Re: [patch V4 4/8] sched: Make migrate_disable/enable() independent of RT

From: Mel Gorman
Date: Thu Nov 19 2020 - 07:14:40 EST


On Thu, Nov 19, 2020 at 12:14:11PM +0100, Peter Zijlstra wrote:
> On Thu, Nov 19, 2020 at 09:38:34AM +0000, Mel Gorman wrote:
> > On Wed, Nov 18, 2020 at 08:48:42PM +0100, Thomas Gleixner wrote:
> > > From: Thomas Gleixner <tglx@xxxxxxxxxxxxx>
> > >
> > > Now that the scheduler can deal with migrate disable properly, there is no
> > > real compelling reason to make it only available for RT.
> > >
> > > There are quite some code pathes which needlessly disable preemption in
> > > order to prevent migration and some constructs like kmap_atomic() enforce
> > > it implicitly.
> > >
> > > Making it available independent of RT allows to provide a preemptible
> > > variant of kmap_atomic() and makes the code more consistent in general.
> > >
> > > FIXME: Rework the comment in preempt.h - Peter?
> > >
> >
> > I didn't keep up to date and there is clearly a dependency on patches in
> > tip for migrate_enable/migrate_disable . It's not 100% clear to me what
> > reworking you're asking for but then again, I'm not Peter!
>
> He's talking about the big one: "Migrate-Disable and why it is
> undesired.".
>

Ah yes, that makes more sense. I was thinking in terms of what is protected
but the PREEMPT_RT hazard is severe.

> I still hate all of this, and I really fear that with migrate_disable()
> available, people will be lazy and usage will increase :/
>
> Case at hand is this series, the only reason we need it here is because
> per-cpu page-tables are expensive...
>

I guessed, it was the only thing that made sense.

> I really do think we want to limit the usage and get rid of the implicit
> migrate_disable() in spinlock_t/rwlock_t for example.
>
> AFAICT the scenario described there is entirely possible; and it has to
> show up for workloads that rely on multi-cpu bandwidth for correctness.
>
> Switching from preempt_disable() to migrate_disable() hides the
> immediate / easily visible high priority latency, but you move the
> interference term into a place where it is much harder to detect, you
> don't lose the term, it stays in the system.
>
> So no, I don't want to make the comment less scary.
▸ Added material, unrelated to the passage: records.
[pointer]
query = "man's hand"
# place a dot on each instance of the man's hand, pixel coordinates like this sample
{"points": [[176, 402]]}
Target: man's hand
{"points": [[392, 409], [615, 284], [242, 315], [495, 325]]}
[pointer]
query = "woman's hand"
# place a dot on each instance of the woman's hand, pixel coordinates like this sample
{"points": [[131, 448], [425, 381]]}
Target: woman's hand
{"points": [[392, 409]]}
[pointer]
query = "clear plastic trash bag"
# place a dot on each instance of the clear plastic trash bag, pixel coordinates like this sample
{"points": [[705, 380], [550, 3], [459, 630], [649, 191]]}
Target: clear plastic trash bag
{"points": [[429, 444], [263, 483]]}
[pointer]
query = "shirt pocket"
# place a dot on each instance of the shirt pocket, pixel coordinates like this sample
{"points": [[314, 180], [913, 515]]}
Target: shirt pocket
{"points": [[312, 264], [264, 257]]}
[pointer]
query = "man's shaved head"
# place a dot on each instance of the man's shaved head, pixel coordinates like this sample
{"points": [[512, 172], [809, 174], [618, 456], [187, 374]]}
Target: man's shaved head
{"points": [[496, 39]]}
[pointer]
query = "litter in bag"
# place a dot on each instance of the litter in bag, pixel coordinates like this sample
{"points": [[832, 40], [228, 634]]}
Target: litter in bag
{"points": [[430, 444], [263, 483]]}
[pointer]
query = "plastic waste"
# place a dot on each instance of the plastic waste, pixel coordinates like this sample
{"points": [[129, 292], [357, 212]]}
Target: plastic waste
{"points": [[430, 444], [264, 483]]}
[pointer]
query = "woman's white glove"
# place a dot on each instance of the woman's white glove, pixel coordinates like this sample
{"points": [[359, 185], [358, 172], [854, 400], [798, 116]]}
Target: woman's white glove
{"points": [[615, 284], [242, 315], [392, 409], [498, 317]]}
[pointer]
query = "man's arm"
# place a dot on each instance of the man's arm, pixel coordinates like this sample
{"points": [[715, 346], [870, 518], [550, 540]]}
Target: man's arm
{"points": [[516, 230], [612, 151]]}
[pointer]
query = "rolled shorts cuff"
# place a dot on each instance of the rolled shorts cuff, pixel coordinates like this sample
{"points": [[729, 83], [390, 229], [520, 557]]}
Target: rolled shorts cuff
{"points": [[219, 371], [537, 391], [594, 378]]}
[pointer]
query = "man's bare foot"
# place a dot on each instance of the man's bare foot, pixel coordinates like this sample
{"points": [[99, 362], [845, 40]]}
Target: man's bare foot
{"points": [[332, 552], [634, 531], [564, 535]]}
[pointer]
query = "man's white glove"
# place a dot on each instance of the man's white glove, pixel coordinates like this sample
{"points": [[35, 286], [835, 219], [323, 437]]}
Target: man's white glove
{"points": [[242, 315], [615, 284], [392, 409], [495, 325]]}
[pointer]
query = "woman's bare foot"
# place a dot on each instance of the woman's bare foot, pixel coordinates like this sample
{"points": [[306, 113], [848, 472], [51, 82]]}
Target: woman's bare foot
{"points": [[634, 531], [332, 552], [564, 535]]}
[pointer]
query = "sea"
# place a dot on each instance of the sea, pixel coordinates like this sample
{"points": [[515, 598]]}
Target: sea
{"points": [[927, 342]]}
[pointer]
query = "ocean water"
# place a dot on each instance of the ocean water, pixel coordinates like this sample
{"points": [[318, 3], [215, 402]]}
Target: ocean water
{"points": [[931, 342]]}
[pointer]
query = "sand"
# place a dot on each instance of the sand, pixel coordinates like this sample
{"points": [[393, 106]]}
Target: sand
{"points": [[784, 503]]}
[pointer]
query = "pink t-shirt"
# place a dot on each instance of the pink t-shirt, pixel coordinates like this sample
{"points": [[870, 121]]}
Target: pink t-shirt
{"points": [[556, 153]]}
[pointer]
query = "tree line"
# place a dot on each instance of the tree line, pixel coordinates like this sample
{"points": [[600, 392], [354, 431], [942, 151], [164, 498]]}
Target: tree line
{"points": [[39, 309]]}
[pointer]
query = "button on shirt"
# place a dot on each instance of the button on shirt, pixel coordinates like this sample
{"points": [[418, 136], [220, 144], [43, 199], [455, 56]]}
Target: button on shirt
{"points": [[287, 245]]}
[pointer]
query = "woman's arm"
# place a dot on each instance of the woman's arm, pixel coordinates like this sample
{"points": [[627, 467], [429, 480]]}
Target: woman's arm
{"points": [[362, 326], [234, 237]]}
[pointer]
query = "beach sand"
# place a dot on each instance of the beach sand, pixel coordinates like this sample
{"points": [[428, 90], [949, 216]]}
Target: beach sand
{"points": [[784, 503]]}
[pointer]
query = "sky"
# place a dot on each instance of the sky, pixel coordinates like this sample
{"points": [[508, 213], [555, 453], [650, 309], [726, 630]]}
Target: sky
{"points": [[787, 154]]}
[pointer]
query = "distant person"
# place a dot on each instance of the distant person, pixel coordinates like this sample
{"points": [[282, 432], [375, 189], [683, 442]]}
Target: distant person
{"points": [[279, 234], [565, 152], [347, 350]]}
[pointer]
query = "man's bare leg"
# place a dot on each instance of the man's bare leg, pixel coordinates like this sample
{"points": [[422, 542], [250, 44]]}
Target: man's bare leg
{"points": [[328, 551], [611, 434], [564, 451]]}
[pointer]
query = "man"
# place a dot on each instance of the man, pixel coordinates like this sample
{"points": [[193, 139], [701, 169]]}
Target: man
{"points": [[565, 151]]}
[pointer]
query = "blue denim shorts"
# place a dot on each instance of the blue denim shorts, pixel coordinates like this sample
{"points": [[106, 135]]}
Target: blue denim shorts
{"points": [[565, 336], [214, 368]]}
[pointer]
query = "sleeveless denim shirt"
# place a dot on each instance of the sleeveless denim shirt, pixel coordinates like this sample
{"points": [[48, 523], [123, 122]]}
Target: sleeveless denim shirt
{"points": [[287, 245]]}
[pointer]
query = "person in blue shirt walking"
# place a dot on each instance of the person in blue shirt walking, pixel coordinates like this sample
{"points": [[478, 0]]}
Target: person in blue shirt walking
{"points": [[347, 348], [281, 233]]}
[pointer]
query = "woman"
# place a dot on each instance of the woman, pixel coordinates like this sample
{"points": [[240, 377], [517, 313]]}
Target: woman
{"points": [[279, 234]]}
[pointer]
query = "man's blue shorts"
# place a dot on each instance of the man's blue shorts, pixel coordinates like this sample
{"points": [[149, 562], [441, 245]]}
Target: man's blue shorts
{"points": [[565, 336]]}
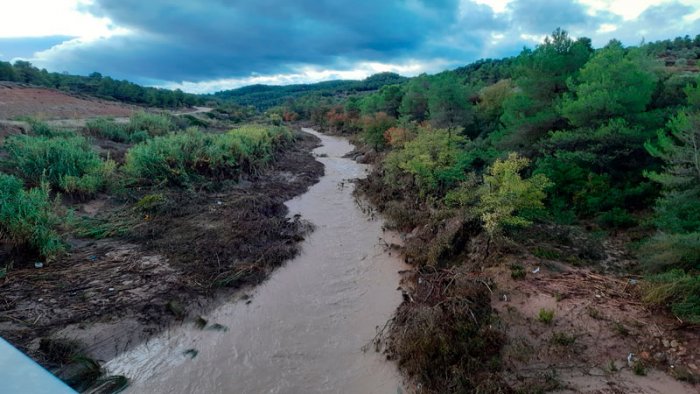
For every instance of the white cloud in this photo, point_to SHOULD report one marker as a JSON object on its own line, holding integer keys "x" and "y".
{"x": 628, "y": 9}
{"x": 498, "y": 6}
{"x": 41, "y": 18}
{"x": 309, "y": 74}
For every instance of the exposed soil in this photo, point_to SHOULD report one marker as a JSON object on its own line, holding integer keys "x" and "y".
{"x": 111, "y": 294}
{"x": 601, "y": 337}
{"x": 18, "y": 100}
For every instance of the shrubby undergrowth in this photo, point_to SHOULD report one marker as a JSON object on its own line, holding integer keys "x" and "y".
{"x": 67, "y": 163}
{"x": 186, "y": 157}
{"x": 27, "y": 217}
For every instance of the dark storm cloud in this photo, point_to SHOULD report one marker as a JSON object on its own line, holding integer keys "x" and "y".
{"x": 659, "y": 22}
{"x": 186, "y": 40}
{"x": 543, "y": 16}
{"x": 25, "y": 47}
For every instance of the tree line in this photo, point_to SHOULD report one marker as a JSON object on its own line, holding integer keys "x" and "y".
{"x": 97, "y": 85}
{"x": 613, "y": 133}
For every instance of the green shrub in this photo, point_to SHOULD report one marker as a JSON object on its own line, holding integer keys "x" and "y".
{"x": 507, "y": 198}
{"x": 27, "y": 217}
{"x": 69, "y": 164}
{"x": 184, "y": 158}
{"x": 616, "y": 218}
{"x": 667, "y": 251}
{"x": 678, "y": 290}
{"x": 431, "y": 162}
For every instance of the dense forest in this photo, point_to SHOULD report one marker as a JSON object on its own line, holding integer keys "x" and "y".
{"x": 96, "y": 85}
{"x": 263, "y": 97}
{"x": 561, "y": 135}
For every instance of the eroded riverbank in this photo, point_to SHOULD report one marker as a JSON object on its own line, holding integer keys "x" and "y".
{"x": 304, "y": 329}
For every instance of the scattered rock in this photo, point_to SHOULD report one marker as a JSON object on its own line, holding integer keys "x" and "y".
{"x": 660, "y": 357}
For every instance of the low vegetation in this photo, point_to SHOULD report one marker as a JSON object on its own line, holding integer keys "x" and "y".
{"x": 27, "y": 217}
{"x": 561, "y": 136}
{"x": 67, "y": 163}
{"x": 183, "y": 158}
{"x": 52, "y": 161}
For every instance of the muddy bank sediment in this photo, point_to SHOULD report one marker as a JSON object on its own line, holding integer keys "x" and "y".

Usage is
> discouraged.

More scary then by adding this to the kerneldoc section for
migrate_disable?

* Usage of migrate_disable is heavily discouraged as it is extremely
* hazardous on PREEMPT_RT kernels and any usage needs to be heavily
* justified. Before even thinking about using this, read
* "Migrate-Disable and why it is undesired" in
* include/linux/preempt.h and include both a comment and document
* in the changelog why the use case is an exception.

It's not necessary for the current series because the interface hides
it and anyone poking at the internals of kmap_atomic probably should be
aware of the address space and TLB hazards associated with it. There are
few in-tree users and presumably any future preempt-rt related merges
already know why migrate_disable is required.

However, with the kerneldoc, there is no excuse for missing it for new
users that are not PREEMPT_RT-aware. It makes it easier to NAK/revert a
patch without proper justification similar to how undocumented usages of
memory barriers tend to get a poor reception.

--
Mel Gorman
SUSE Labs